Common Crawl as an Alternative Data Source for Website Restoration

commoncrawl

Common Crawl as an Alternative Data Source for Website Restoration

Published: 2026-02-19

When it comes to restoring websites from archives, almost everyone thinks only of the Wayback Machine. That's understandable: archive.org is well known, it has a convenient interface, a trillion saved pages. But the Wayback Machine is not the only major web archive in the world. There is a project that is comparable in the volume of collected data to the Internet Archive, and in some respects even surpasses it. This project is called Common Crawl, and surprisingly few people know about it, even among those who work professionally with web archives.
In this article, we'll explain what Common Crawl is, how it differs from the Wayback Machine, and in what situations it can be a lifesaver when archive.org didn't help.

Common Crawl is a nonprofit organization founded in 2007. Its goal is simple: to regularly scan the entire accessible internet and make the results publicly available.

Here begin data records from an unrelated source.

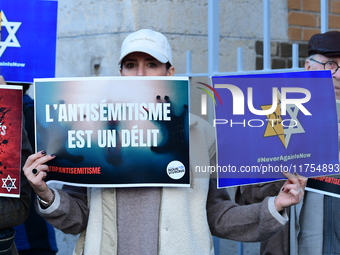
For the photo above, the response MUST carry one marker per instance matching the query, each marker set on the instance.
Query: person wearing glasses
(315, 229)
(324, 54)
(155, 220)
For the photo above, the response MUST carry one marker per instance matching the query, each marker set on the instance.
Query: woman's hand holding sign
(35, 171)
(291, 192)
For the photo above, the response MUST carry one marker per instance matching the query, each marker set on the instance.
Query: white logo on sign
(12, 28)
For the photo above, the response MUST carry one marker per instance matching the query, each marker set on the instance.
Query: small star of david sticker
(9, 183)
(12, 28)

It sounds similar to the Internet Archive, but the approach is fundamentally different.
The Wayback Machine saves copies of web pages as they appear to the user. You enter a URL, choose a date, and see the page as it looked at that moment. This is convenient for viewing and restoration.
Common Crawl works differently. Every month (sometimes a bit less frequently) their crawlers traverse billions of pages and save the results as massive archive files in WARC format. These files are stored on Amazon S3 servers and are available to anyone for free. At the time of writing, the archive contains data going back to 2008 and occupies several petabytes.
The key difference: Common Crawl does not provide an interface for viewing individual pages by URL. They have no equivalent of a "time machine" where you can enter an address and see what a website looked like in the past. The data is stored in raw form, and working with it requires technical skills.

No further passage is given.